Wednesday, July 1, 2015 @ 12:16 AM
Posted By: Patty Bevan
The term "breaking your mortgage" seems to have a negative connotation to it, but it's not necessarily a bad thing, for you or your lender.
The main reason a homeowner might choose to break their mortgage is to get a lower rate with another lending institution. When the Investor's Group cut its three-year variable mortgage rate to 1.99 per cent last month, some homeowners were scratching their heads, wondering if breaking their mortgages and switching would be a prudent decision. After all, wouldn't the long-term savings outweigh the initial penalties?
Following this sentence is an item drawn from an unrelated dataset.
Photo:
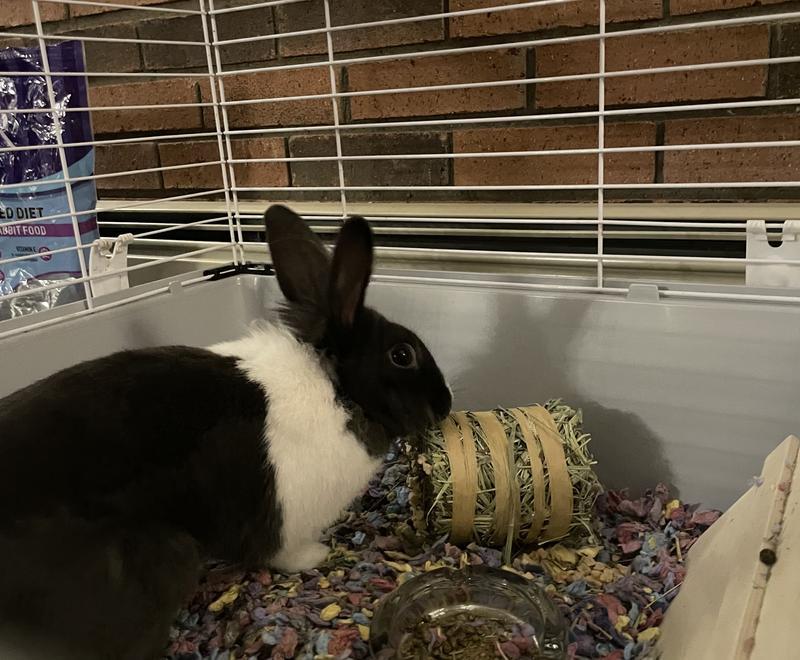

It's possible.
The key factor to consider before breaking your current mortgage is the penalty you will incur. The amount of this penalty depends on the type of mortgage you have and which lending institution you're with. Finding out the amount you will be on the hook for is easy and doesn't even require a phone call. You can find handy mortgage penalty calculators online, like the one at Ratehub.ca. Simply enter in your remaining mortgage balance, the type of mortgage, your existing rate and the original term and, voila! There's your penalty amount. Just to give you an idea; breaking a $200,000 mortgage with TD Canada Trust and a fixed rate of 2.99 percent would incur a penalty of $9,796.
With a fixed rate mortgage, the penalty is calculated using something called "interest rate differential calculation." The penalties are a bit different if you have a variable rate mortgage or a cash-back mortgage - check with your lender for details and be sure to read the fine print. Some lower rate mortgages may have a stipulation that the mortgage cannot be broken unless you sell your home.
After you've determine your penalty, it's just a matter of working out if the interest savings will be greater than the penalty paid. If the offered rate is more than two per cent less than your current rate, it might be worth paying the penalty and switching.